But what Mr Cox also says clearly is that the risk still exists.
Without going through the minutiae of the three-page legal opinion, in short, he has given the prime minister a fig leaf to try to patch a gaping political hole, rather than a generous cover with room to spare.
It is not true to say that "nothing has changed". And remember the latest round of negotiations were never going to tear up the whole deal on the backstop, or change it fundamentally.
However, political expectations had been stirred - the last few days have always been about making changes at the margins that would make the UK feel better about the whole thing, not make it go away.
And there will be some Tory MPs who use this moment to do what they have wanted to find a way to do for some time - change their mind, and walk through the Aye lobby tonight to back the prime minister.
One is said to have joked to the prime minister they'd wanted her to "bring a rabbit out of the hat from Brussels, and you've come back with a hamster, but that's good enough for me".
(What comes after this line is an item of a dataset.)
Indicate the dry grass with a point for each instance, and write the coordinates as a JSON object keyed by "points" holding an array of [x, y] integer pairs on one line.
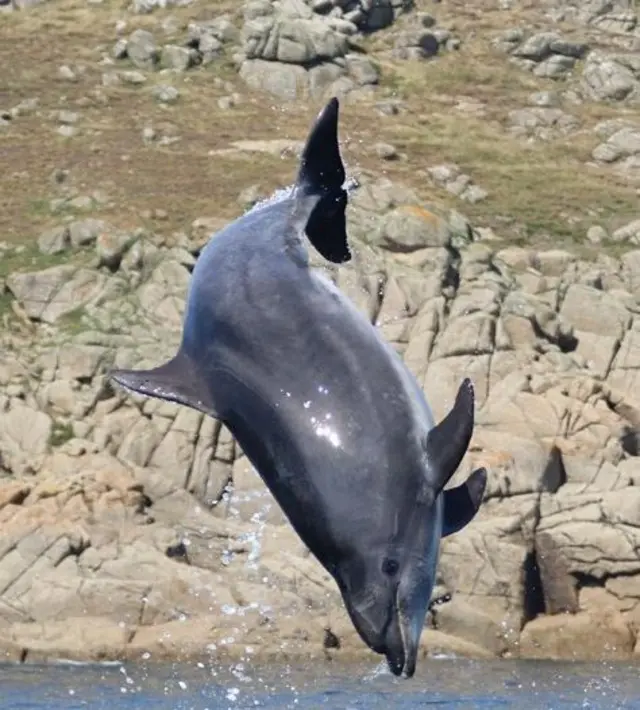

But as things stand the number of switchers seems far less than required to avoid another defeat for the prime minister. Last time out she was beaten by a record 230 votes.
One cabinet minister guessed the number tonight might be around 150. Everyone is guessing still.
But this looks like another dreadful day for Number 10, and another moment when doubts will be on display about not just the divorce deal with the EU, but about the prime minister's leadership too.
Something has changed yes, but not enough.